Z botów raczej nie było dużego pożytku (bo z tych samych botów korzysta konkurencja), lepsze wyniki dawała ogarnięta pośredniczka nieruchomości - dawała im cynk o zapuszczonych mieszkaniach zanim trafiały na rynek, a w zamian pośredniczyła w sprzedaży gotowego.
Co z deweloperami? Kilku fliperów idzie do dewelopera na gotową inwestycję i proponuje wykupienie wszystkich niesprzedanych mieszkań i miejsc parkingowych. Oczywiście mają swoje warunki: cena, umowa deweloperska i wpłata zaliczki (15-20%) oraz 3 lub 6 miesięcy czasu - na remont i sprzedaż. Deweloperzy na to idą, bo zwykle nie opłaca im się utrzymywać w nieskończoność biur sprzedażowych i trzymania "otwartych" inwestycji, a jakieś mieszkania zostają, bo nie wszystkie są na pierwszym piętrze z pięknym widokiem na południową stronę.
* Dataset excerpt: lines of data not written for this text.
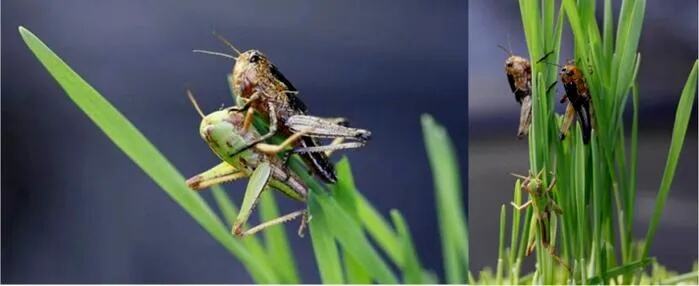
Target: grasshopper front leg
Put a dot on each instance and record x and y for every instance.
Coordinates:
(220, 173)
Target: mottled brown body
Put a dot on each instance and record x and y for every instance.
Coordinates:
(519, 76)
(578, 97)
(256, 80)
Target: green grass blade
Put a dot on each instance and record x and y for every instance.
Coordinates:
(142, 152)
(628, 268)
(324, 247)
(281, 258)
(684, 111)
(450, 210)
(354, 270)
(412, 271)
(349, 235)
(346, 194)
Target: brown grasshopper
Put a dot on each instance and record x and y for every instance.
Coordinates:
(258, 85)
(225, 134)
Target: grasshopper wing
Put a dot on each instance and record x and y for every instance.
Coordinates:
(325, 128)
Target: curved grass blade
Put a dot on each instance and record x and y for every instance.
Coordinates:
(281, 258)
(450, 210)
(142, 152)
(350, 236)
(324, 247)
(412, 271)
(347, 195)
(684, 111)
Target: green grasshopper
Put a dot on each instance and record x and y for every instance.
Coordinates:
(544, 207)
(223, 131)
(259, 86)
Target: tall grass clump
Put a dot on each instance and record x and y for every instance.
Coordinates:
(352, 241)
(592, 240)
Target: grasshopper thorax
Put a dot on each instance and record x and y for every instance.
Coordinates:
(223, 131)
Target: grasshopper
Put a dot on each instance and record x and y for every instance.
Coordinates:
(258, 85)
(519, 76)
(578, 96)
(544, 206)
(224, 133)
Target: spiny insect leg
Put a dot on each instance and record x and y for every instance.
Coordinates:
(221, 173)
(276, 221)
(256, 185)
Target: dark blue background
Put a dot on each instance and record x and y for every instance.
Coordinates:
(75, 209)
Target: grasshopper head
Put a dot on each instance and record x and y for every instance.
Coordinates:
(570, 73)
(223, 132)
(516, 66)
(250, 68)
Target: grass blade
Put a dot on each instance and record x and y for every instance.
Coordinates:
(281, 258)
(450, 210)
(324, 247)
(684, 111)
(229, 212)
(350, 236)
(412, 271)
(142, 152)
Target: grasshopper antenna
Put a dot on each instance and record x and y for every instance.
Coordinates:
(215, 54)
(222, 39)
(560, 66)
(509, 52)
(544, 57)
(194, 102)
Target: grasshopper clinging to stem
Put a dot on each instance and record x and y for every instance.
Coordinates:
(225, 134)
(544, 211)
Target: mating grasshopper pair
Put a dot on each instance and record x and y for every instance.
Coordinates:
(259, 86)
(225, 134)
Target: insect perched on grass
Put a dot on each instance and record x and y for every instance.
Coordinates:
(544, 208)
(224, 133)
(260, 86)
(519, 76)
(578, 96)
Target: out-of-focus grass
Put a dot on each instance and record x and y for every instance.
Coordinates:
(348, 234)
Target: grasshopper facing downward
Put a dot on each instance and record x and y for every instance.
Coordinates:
(544, 207)
(225, 134)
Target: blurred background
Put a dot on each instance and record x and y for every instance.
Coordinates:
(668, 47)
(76, 209)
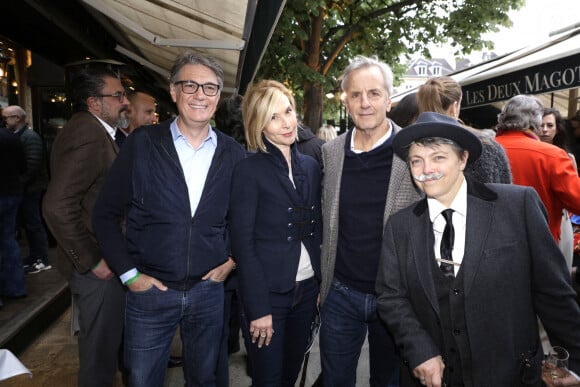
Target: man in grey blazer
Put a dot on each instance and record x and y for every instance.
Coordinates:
(81, 156)
(363, 184)
(464, 273)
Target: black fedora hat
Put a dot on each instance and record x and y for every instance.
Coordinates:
(430, 124)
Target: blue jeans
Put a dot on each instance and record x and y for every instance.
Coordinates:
(12, 283)
(279, 363)
(346, 316)
(151, 319)
(31, 220)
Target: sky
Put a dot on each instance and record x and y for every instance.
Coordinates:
(531, 23)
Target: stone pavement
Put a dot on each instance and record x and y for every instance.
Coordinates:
(37, 329)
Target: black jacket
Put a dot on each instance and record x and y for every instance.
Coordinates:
(163, 240)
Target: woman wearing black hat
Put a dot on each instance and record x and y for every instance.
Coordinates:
(465, 271)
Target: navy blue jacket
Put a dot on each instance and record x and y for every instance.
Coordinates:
(268, 220)
(147, 185)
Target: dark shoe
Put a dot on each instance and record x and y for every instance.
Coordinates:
(15, 297)
(175, 361)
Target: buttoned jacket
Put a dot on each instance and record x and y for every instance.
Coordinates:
(512, 272)
(269, 219)
(401, 193)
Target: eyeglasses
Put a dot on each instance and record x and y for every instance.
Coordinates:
(190, 87)
(120, 95)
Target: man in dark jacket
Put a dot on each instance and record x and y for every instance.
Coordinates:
(35, 180)
(12, 282)
(171, 185)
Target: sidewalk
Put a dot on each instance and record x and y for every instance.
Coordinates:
(37, 330)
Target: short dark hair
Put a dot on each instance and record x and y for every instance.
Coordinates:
(561, 137)
(192, 57)
(88, 82)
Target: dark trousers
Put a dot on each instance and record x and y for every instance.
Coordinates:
(279, 363)
(101, 307)
(347, 315)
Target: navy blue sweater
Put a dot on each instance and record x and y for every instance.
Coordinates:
(363, 194)
(146, 183)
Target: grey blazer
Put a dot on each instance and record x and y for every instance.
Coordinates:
(512, 270)
(401, 193)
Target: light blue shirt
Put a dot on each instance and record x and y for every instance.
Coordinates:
(194, 162)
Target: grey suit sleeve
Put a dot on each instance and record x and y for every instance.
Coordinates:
(394, 305)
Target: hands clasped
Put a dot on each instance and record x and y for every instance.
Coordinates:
(261, 330)
(430, 372)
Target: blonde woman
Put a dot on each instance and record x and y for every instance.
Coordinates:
(275, 230)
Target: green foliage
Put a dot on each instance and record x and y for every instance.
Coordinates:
(300, 54)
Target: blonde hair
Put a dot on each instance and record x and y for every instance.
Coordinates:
(438, 94)
(327, 132)
(258, 108)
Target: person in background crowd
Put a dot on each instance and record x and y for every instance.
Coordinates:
(35, 181)
(307, 143)
(326, 132)
(443, 95)
(534, 163)
(364, 183)
(228, 118)
(171, 183)
(275, 222)
(12, 164)
(406, 111)
(553, 131)
(464, 272)
(573, 127)
(81, 156)
(140, 112)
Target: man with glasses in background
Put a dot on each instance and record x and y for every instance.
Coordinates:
(172, 183)
(35, 180)
(81, 156)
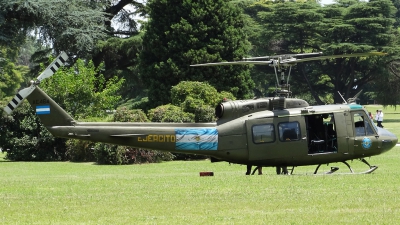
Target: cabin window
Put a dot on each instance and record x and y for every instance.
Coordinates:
(263, 133)
(362, 126)
(289, 131)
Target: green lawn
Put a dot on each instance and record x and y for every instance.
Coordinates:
(174, 193)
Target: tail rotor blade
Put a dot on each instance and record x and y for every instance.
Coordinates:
(18, 98)
(53, 67)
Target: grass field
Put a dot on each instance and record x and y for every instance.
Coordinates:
(174, 193)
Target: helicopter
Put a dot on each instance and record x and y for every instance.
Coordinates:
(278, 131)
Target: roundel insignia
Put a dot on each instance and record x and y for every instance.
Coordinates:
(366, 143)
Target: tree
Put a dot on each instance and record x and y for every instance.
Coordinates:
(83, 91)
(180, 33)
(342, 28)
(80, 90)
(71, 25)
(10, 74)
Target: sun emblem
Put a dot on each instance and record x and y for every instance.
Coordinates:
(366, 143)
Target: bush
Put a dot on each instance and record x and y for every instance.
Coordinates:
(27, 139)
(119, 155)
(170, 113)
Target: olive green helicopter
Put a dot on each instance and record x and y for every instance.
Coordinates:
(278, 131)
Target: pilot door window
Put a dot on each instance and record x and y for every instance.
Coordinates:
(289, 131)
(321, 133)
(362, 126)
(264, 133)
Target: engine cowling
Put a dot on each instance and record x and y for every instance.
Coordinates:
(228, 110)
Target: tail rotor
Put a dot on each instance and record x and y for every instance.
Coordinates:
(48, 72)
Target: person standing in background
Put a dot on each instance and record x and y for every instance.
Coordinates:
(379, 118)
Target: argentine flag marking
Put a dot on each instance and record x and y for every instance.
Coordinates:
(196, 139)
(42, 109)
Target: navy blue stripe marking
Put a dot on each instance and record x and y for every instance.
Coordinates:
(10, 106)
(20, 97)
(15, 102)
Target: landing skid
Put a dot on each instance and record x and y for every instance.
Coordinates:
(334, 169)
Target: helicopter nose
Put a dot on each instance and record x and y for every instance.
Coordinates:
(389, 140)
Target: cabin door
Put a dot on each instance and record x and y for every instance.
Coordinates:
(276, 138)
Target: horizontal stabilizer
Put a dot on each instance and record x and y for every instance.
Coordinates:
(48, 72)
(126, 135)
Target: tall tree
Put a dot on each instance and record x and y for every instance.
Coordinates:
(180, 33)
(349, 26)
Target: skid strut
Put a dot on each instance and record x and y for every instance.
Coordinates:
(334, 169)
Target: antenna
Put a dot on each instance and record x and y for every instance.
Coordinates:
(342, 97)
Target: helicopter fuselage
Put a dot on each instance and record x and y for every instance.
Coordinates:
(263, 132)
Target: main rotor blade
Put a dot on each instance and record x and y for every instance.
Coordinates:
(53, 67)
(284, 56)
(18, 98)
(234, 63)
(291, 61)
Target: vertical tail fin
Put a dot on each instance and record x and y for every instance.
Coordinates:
(49, 112)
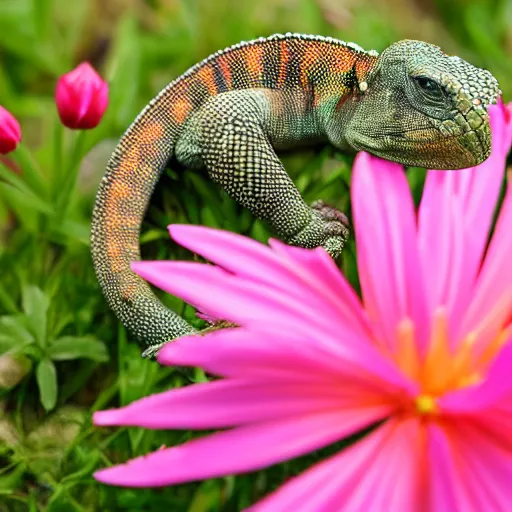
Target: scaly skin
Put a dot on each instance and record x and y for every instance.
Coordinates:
(412, 104)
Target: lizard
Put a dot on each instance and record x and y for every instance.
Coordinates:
(231, 112)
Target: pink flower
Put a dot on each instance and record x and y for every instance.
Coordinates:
(424, 358)
(81, 97)
(10, 132)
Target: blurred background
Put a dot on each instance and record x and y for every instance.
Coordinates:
(48, 293)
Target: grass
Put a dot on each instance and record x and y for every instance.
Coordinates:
(67, 354)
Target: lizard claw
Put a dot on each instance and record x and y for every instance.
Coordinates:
(328, 228)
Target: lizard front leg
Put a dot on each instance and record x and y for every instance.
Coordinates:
(227, 135)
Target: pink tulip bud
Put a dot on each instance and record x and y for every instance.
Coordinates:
(10, 132)
(81, 97)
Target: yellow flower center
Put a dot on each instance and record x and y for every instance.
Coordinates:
(442, 368)
(425, 404)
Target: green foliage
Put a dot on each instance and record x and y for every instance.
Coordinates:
(64, 349)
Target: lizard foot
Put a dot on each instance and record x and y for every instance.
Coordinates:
(328, 228)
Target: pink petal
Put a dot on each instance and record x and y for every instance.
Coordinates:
(238, 451)
(329, 278)
(378, 473)
(445, 491)
(255, 305)
(443, 243)
(468, 468)
(495, 388)
(491, 301)
(274, 357)
(228, 403)
(388, 259)
(255, 261)
(455, 217)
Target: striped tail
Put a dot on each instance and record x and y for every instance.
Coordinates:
(121, 202)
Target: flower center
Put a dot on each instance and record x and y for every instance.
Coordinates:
(425, 404)
(442, 367)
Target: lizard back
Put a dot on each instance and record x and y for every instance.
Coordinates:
(323, 66)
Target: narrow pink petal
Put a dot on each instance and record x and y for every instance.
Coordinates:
(253, 304)
(233, 402)
(443, 243)
(255, 261)
(240, 450)
(495, 388)
(468, 468)
(330, 278)
(445, 488)
(487, 466)
(276, 357)
(388, 259)
(379, 473)
(455, 218)
(491, 301)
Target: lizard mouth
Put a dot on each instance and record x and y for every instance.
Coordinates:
(443, 152)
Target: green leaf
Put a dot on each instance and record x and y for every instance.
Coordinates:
(77, 347)
(14, 333)
(35, 305)
(47, 381)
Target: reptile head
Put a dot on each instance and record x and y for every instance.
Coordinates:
(421, 107)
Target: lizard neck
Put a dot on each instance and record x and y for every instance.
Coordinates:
(337, 96)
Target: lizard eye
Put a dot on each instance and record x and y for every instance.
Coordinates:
(429, 86)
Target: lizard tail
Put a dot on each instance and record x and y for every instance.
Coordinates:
(123, 197)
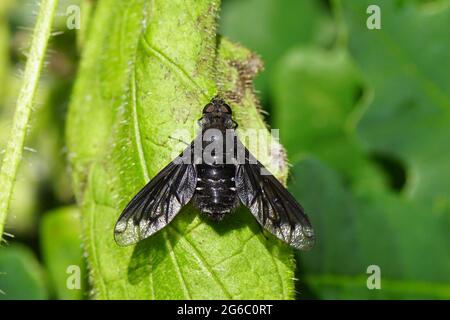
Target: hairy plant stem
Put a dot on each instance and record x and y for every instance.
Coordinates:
(14, 149)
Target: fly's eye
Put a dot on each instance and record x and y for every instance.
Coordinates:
(225, 108)
(209, 108)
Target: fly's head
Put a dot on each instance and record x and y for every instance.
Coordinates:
(217, 113)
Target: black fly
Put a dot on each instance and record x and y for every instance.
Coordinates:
(216, 182)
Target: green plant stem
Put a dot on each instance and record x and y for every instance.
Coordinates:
(33, 68)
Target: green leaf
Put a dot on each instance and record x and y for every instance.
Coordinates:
(60, 241)
(14, 149)
(354, 232)
(410, 112)
(270, 27)
(145, 77)
(21, 276)
(393, 103)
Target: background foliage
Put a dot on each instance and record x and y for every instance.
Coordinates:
(363, 114)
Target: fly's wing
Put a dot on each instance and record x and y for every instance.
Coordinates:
(158, 202)
(271, 204)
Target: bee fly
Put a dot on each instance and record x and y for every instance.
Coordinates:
(215, 182)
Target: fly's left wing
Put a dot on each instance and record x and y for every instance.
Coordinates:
(272, 205)
(158, 202)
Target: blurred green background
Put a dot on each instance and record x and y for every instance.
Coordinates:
(364, 116)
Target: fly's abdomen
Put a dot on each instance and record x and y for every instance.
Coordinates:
(215, 194)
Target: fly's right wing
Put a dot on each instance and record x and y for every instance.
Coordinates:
(158, 202)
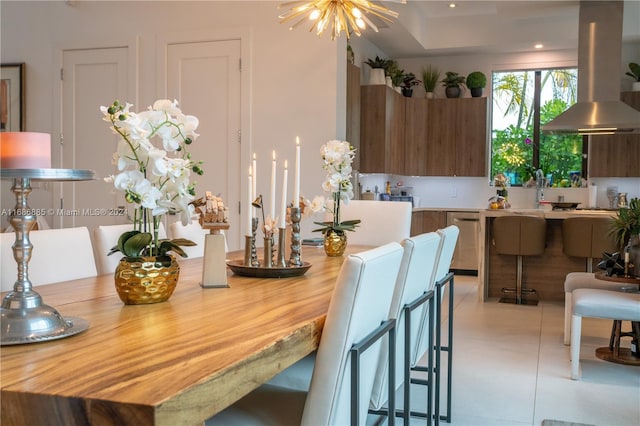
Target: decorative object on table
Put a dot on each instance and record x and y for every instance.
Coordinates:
(377, 74)
(349, 16)
(24, 317)
(625, 229)
(476, 82)
(453, 83)
(156, 181)
(634, 72)
(338, 157)
(214, 216)
(430, 77)
(408, 81)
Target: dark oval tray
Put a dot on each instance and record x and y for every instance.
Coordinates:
(239, 268)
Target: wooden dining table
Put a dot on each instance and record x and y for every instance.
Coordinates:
(173, 363)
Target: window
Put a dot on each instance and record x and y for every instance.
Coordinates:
(523, 101)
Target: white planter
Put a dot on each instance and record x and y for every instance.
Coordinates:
(376, 76)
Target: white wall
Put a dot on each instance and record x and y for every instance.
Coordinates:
(296, 83)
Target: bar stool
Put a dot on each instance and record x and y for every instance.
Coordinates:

Więc czym się fliper zajmuje?
Remontami. Kumpel kupił dostawczaka, robił castingi ekip remontowych (to jest straszny rak, a potrzebujesz ekipy, która wystawi fakturę i zrobi na czas) i szukał materiałów. Oczywiście są grupy dla fliperów i starają się robić wszystko hurtowo: zakupy u deweloperów, ogarnięcie notariusza, który robi dla wszystkich po najniższych stawkach, projektant, który sprzedaje po taniości ten sam projekt, tylko dostosowuje go do mieszkania. Na grupach są ogłoszenia pt. "robię zamówienie na 500 szt. drzwi - zapisy". Czyli biorą hurtowe ilości wyposażenia wnętrz bezpośrednio u producenta. Dlatego zwykle te mieszkania są bardzo podobne i fliper jest w stanie po fotkach poznać, które ogłoszenia są robione przez innych fliperów.
Codzienność to jeżdżenie na "swoje" mieszkania, pilnowanie ekip, robienie zakupów, ogarnięcie pustego garażu na zakupy zbiorowe, wywożenie śmieci. Z czasem, gdy się złapie kontakt ze sprawdzonymi ekipami, jest łatwiej. Szybko zauważyli, że warto zapłacić więcej za robotę, ale na czas i bez problemów. Obstawiam, że bardzo duzi gracze mają właściwie "swoje" ekipy remontowe na wyłączność.
Potem zostaje jeszcze sprzedaż. To też jest problem, bo oczywiście chciałbyś uzyskać możliwie wysoką cenę, ale z drugiej strony wisi nad tobą umowa. Niektórzy mają podejście, że nie schodzą z ceny, czekają na klienta, który zapłaci tyle, ile chcą. Oczywiście gdy się zbliża koniec umowy przedwstępnej (lub przeciągnie remont) to trudno być takim chojrakiem. Kumpel nie kupował mieszkań, ani ich nie sprzedawał. Odstępował umowę przedwstępną/deweloperską oraz dodawał swoją fakturę za remont i wyposażenie. Klient kupował więc mieszkanie od dewelopera lub oryginalnego sprzedawcy. Dlaczego?
Bo nie każdy sprzedający chce się babrać w remont (nie każdy ma na to pieniądze) i nie każdy klient chce kupować mieszkanie w ruinie lub w stanie deweloperskim i odwalać tę robotę.
Wyliczył, że w sumie zarabiał na tym 5-10k miesięcznie, ale miał na głowie terminy, umowy, ekipy remontowe, szukanie klientów, inwestorów, czyli spore ryzyko i dlatego tym rzucił. W tej chwili pracuje na etacie, prawdopodobnie za podobne pieniądze, ale ma święty spokój.
#nieruchomosci #gospodarka #biznes
Poprzedni wpis:
https://www.hejto.pl/wpis/parlament-bierze-sie-za-walke-z-fliperami-hurra-oczywiscie-bedzie-dodatkowy-poda
Alky

Ocieplanie wizerunku flipperów ( ͡° ͜ʖ ͡°)

Nemrod

@Alky Mam wrażenie, że nie każdy wie o co chodzi, ale generalnie przyjęta jest narracja, że to jest źródło wszelkiego zła. Moim zdaniem nie do końca. Są oczywiście handlarze-hieny, ale to samo masz z autami, antykami i całą resztą.

Problemem na rynku są "inwestycje", pustostany, problemy z usunięciem lokatorów, Airbnb itp. (o czym próbowałem nieco wczoraj napisać). Ale za to najwyraźniej nikt się nie bierze, bo znaleźli winnego wszystkich problemów.

Bo politycy od lewa do prawa też tak inwestują i sami psują ten rynek.